The source of the pain is the trigeminal nerve, also known as the fifth cranial nerve, or CNV. The trigeminal nerve transmits signals between the brain and the face, eyes, and teeth as well as the muscles that control chewing. (If you’ve ever experienced a “brain freeze” from slurping a milk shake or a frozen drink, you’ve met your trigeminal nerve.) There are two trigeminal nerves, one on each side of the face, and each has three branches: the ophthalmic nerve, the maxillary nerve, and the mandibular nerve. Trigeminal neuralgia can affect any of these three, but is most commonly a condition of the maxillary and mandibular nerves.

Episodes of trigeminal neuralgia may be spontaneous, or they may be triggered by mild stimulation of the face (such as shaving, applying makeup, chewing, washing, and even exposure to wind). Over time, the attacks can grow in duration, intensity, and frequency.

Diagnosis and Treatment

Trigeminal neuralgia is generally diagnosed with a combination of physical examination and evaluation of symptoms, but it’s a diagnosis by exclusion — if a patient (especially a woman over 50) complains of the classic symptoms of trigeminal neuralgia and other possible conditions can be ruled out, a doctor will probably diagnose TN and refer the patient to a neurologist, neurosurgeon, or pain management specialist. A patient under 40 with the same symptoms may be tested for multiple sclerosis.
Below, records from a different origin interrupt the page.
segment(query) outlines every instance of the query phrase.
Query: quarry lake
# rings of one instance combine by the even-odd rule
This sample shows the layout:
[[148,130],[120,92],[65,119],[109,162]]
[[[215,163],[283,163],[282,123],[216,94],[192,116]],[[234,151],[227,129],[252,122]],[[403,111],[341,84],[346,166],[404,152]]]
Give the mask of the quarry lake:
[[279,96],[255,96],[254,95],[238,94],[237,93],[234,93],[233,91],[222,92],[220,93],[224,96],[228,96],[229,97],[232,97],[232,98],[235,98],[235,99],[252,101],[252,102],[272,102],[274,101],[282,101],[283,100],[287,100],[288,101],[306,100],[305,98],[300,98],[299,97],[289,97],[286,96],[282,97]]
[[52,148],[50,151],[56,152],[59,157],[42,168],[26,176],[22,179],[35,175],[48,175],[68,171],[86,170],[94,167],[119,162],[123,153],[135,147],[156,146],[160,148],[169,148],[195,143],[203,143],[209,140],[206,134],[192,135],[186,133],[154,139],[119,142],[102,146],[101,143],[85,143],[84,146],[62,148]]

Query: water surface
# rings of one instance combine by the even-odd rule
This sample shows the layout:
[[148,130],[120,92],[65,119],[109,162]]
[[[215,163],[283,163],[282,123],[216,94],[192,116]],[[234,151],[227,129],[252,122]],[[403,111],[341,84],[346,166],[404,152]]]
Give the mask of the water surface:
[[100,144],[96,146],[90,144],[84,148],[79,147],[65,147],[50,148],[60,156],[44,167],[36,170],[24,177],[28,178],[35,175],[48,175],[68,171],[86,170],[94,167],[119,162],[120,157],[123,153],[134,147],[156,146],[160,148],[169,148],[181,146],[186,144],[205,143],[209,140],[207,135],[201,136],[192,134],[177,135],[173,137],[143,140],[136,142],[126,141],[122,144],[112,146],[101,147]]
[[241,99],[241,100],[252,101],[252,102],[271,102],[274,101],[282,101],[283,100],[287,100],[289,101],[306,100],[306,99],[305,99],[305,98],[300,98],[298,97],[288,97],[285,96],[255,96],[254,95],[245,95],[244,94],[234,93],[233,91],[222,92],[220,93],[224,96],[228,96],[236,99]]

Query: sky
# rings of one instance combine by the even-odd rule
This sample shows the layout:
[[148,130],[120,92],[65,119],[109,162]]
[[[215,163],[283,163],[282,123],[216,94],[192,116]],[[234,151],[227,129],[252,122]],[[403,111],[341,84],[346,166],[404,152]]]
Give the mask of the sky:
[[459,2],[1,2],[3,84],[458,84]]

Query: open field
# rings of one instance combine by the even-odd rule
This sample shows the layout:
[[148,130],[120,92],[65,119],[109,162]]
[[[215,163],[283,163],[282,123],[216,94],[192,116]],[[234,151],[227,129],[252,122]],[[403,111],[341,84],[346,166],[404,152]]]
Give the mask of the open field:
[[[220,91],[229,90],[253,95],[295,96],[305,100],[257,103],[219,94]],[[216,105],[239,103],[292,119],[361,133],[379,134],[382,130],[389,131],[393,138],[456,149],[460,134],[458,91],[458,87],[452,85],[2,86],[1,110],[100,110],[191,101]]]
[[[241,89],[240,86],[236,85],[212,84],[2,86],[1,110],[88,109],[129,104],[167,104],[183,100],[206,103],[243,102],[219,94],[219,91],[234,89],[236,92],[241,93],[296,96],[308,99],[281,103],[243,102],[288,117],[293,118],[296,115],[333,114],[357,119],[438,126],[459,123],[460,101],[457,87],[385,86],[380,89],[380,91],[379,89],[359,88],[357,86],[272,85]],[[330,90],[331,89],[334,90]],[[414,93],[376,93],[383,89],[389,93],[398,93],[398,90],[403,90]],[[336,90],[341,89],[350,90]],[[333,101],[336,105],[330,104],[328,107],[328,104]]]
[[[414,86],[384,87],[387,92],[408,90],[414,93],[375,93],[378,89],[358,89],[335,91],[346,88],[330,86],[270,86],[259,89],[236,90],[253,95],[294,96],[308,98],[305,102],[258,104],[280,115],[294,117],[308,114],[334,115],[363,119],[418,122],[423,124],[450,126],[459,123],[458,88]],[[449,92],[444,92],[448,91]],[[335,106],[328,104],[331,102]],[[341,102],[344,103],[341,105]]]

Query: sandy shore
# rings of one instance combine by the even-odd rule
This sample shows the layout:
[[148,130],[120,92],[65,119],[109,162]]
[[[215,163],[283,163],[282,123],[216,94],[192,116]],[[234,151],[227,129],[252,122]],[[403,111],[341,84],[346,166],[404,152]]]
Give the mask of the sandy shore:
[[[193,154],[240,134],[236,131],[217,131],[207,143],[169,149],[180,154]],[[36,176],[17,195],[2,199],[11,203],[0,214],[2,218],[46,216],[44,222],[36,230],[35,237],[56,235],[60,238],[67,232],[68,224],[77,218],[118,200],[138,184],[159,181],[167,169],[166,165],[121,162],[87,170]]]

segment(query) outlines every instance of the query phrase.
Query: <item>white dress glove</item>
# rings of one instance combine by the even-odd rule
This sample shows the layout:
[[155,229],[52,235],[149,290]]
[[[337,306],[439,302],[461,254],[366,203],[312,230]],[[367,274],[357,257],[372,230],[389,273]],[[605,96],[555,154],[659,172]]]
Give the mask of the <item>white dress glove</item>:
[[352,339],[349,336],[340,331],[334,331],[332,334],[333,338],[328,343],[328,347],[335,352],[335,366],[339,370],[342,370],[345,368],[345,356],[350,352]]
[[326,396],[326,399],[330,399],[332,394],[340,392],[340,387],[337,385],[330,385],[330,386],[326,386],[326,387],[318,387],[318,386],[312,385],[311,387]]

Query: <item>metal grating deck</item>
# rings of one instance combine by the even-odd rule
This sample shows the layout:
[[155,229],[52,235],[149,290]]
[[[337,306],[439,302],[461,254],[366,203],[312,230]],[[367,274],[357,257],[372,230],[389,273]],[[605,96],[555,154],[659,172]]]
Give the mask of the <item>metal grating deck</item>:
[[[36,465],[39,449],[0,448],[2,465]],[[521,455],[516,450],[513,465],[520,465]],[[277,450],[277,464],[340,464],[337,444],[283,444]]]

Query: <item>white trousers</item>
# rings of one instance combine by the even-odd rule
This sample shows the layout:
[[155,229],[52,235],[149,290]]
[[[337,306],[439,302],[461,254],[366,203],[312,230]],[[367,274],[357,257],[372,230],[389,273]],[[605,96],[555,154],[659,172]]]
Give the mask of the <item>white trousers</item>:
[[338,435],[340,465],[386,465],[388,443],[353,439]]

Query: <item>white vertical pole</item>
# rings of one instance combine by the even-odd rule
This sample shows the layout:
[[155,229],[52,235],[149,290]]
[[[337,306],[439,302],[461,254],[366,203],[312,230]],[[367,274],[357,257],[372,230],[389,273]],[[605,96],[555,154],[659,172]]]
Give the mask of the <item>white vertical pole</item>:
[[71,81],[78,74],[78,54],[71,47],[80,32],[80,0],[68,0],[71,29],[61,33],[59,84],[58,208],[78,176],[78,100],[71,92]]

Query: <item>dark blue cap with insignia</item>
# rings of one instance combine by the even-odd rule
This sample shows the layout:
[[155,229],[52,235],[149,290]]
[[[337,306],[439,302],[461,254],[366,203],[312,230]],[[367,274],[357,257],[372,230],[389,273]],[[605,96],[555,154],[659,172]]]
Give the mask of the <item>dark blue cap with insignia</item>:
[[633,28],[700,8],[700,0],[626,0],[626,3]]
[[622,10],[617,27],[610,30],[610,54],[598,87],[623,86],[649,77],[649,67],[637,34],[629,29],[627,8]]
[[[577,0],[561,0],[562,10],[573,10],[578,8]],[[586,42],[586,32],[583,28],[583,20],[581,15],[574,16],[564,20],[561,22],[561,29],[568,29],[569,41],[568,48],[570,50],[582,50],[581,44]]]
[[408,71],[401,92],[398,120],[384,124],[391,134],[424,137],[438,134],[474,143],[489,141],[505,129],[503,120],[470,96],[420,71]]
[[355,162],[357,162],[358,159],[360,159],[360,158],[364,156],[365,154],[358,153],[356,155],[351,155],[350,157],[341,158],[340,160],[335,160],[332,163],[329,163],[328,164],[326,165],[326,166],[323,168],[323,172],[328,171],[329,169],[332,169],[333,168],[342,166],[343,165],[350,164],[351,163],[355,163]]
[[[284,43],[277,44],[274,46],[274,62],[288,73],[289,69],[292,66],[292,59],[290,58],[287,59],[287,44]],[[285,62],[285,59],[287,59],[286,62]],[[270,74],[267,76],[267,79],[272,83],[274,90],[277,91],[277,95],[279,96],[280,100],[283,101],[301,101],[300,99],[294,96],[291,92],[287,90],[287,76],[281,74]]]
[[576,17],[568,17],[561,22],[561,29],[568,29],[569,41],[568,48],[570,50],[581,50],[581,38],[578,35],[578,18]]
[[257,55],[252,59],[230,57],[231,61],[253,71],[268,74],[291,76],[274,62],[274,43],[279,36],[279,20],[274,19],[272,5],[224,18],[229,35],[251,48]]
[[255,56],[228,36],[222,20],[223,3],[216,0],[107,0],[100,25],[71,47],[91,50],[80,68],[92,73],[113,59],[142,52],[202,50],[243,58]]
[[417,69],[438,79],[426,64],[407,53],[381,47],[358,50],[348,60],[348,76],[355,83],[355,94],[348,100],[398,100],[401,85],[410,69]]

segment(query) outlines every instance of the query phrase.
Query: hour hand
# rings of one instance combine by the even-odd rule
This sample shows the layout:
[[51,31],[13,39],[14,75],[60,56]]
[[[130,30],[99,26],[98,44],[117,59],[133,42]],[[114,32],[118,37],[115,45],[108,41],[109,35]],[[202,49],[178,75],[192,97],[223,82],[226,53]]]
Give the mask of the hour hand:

In most cases, a neurological exam is normal except for the patient’s history of facial pain. In some cases, the doctor will order blood work to rule out conditions such as lupus or scleroderma, or a CT or MRI scan to look for a tumor or arteriovenous malformation (AVM). These scans may reveal abnormal or elongated blood vessels that provide clues to the source of the pain. For the most part, however, trigeminal neuralgia can be diagnosed on the basis of the symptoms alone.

Since the goal is pain relief, TN treatment usually begins with medications known to be effective against nerve pain, including anti-spasmodic, anti-epileptic (anticonvulsant), and tricyclic anti-depressant drugs, since these quiet down hyperactive nerves and dull pain signals from the trigeminal nerve. Carbamazepine is the first line drug used by many physicians to treat trigeminal neuralgia. Failure to obtain relief of pain often prompts the physician to search for other causes than trigeminal neuralgia. The effects of carbamazepine are known to decrease over time. Baclofen is a muscle relaxant which is often more effective when used with an anticonvulsant such as carbamazepine or phenytoin. Oxcarbazepine is a newer medication that is related to carbamazepine, with fewer side effects. Furthermore, medications such as gabapentin/pregabalin or Tricyclic anti-depressants (amitriptyline/nortriptyline) can be used.

Patients sometimes try complementary and alternative medicine (CAM) approaches, either alone or in conjunction with prescription medications. CAM treatments include acupuncture, acupressure, vitamin therapy, and electrical stimulation of the nerves.

When medical therapy loses effectiveness over time, there are several minimally invasive percutaneous approaches for treatment. These can include vascular decompression, radiofrequency which involves destruction of part of the nerve, or neuromodulation suppressing the pain signal to the skin.